From a review of Margaret Atwood’s book “Payback: Debt and the Shadow Side of Wealth, at BLOG THIS:

The economy is on a lot of people’s minds as Canadian newspapers warn of recession and the United States deals with its subprime mortgage problem. And so this might be the perfect time to read Margaret Atwood’s new book Payback: Debt and the Shadow Side of Wealth. Consisting of five essays, each presented during this year’s Massey Lectures, Atwood provides a discursive overview of the history of debt, lending and borrowing, fairness, and its related concepts.


In the end Atwood resolves the mystery of debt, saying everything must in the end come from Nature. Everything, Atwood says, is either taken or traded. The goods to be traded must first be taken from somewhere; and the goods taken can only come from Nature. Atwood describes a scenario starring a revamped version of Scrooge, named “Scrooge Nouveau”, and set in a world of rapidly depleting resources. It is a world in which its most intelligent inhabitants (that’s us, by the way) have consumed goods beyond their needs at costs exceeding their means. We have, that is, purchased large parts of our globe on credit with high interest rates that we must one day face. Atwood’s implied imperative throughout the text: we’d be better off if we recognized this now and worked to strike a genuine balance between our only creditor, Nature, and its debtor, us.

Read the whole thing here

And from Salon‘s review:

Oh, sure, anyone can come up with a good aphorism or two, but I can’t think of anyone who has explained the subprime mortgage crisis quite as cogently as Atwood: “Some large financial institutions peddled mortgages to people who could not possibly make the monthly rates and then put this snake-oil debt into cardboard boxes with impressive labels on them and sold them to institutions and hedge funds that thought they were worth something.”

The whole thing is here

2 thoughts on “In Debt to Atwood

  1. I *just* got this in the mail, and I think it might be the book I’ll read in the hushed quiet of December 26.

    I loved the previous post, too. Atwood is one of my personal heroes. “Variations on the Word ‘Sleep'” is one of the poems I love best. I grew up in North Dakota, not Manitoba, but Atwood makes me wish I were a Canadian. (Is there a term for this – “Canada Envy,” maybe?)

    Thanks for bringing some beauty into an otherwise bleak week marked by snow days and sick kids.

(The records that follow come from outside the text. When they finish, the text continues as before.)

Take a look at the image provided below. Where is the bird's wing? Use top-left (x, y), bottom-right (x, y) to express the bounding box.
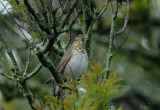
top-left (57, 48), bottom-right (72, 74)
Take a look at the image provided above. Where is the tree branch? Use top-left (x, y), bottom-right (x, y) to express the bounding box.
top-left (36, 52), bottom-right (63, 84)
top-left (81, 0), bottom-right (94, 33)
top-left (21, 81), bottom-right (35, 110)
top-left (0, 1), bottom-right (31, 46)
top-left (57, 0), bottom-right (64, 14)
top-left (24, 49), bottom-right (31, 75)
top-left (105, 0), bottom-right (130, 78)
top-left (112, 22), bottom-right (132, 57)
top-left (74, 8), bottom-right (85, 34)
top-left (24, 64), bottom-right (42, 81)
top-left (63, 0), bottom-right (70, 11)
top-left (59, 0), bottom-right (78, 30)
top-left (96, 0), bottom-right (110, 20)
top-left (105, 2), bottom-right (117, 78)
top-left (52, 46), bottom-right (64, 57)
top-left (23, 0), bottom-right (52, 34)
top-left (81, 0), bottom-right (95, 59)
top-left (114, 0), bottom-right (130, 36)
top-left (0, 34), bottom-right (19, 73)
top-left (0, 70), bottom-right (14, 80)
top-left (59, 10), bottom-right (82, 34)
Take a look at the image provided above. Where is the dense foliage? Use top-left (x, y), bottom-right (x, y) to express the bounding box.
top-left (33, 64), bottom-right (122, 110)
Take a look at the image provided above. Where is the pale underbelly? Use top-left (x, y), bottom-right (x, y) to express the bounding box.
top-left (63, 52), bottom-right (88, 78)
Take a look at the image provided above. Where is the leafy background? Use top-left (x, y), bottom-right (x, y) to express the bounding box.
top-left (0, 0), bottom-right (160, 110)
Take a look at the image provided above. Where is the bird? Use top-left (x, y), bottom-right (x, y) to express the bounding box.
top-left (57, 34), bottom-right (89, 78)
top-left (44, 34), bottom-right (89, 84)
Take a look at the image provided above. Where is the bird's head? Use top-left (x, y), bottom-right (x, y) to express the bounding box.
top-left (72, 34), bottom-right (85, 50)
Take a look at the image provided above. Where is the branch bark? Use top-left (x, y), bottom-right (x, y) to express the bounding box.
top-left (96, 0), bottom-right (110, 20)
top-left (59, 0), bottom-right (78, 30)
top-left (105, 0), bottom-right (130, 78)
top-left (36, 52), bottom-right (63, 84)
top-left (21, 81), bottom-right (35, 110)
top-left (114, 0), bottom-right (130, 36)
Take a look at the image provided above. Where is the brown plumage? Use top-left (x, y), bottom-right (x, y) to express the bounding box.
top-left (44, 35), bottom-right (88, 84)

  2. It’s great to see you here sungold. I can’t even say how I feel about Atwood. She made me a feminist and wrote about my own city in “The Edible Woman” – I laughed my ass off and couldn’t eat by the time I finished it, while recovering from mononucleosis between my first and second year of university. In part, it was just amazing to have finished high school without having read one piece of Canadian literature, besides Steven Leacock, and then to see my city reflected back to me. And the life of a woman too! What a difference it makes and made.

    Funny, I too am saving the “Debt” book for the Christmas holidays.

    I’m so happy that these posts gave you some pleasure in the snow, with the sick little ones. And by the way, North Dakota is close enough!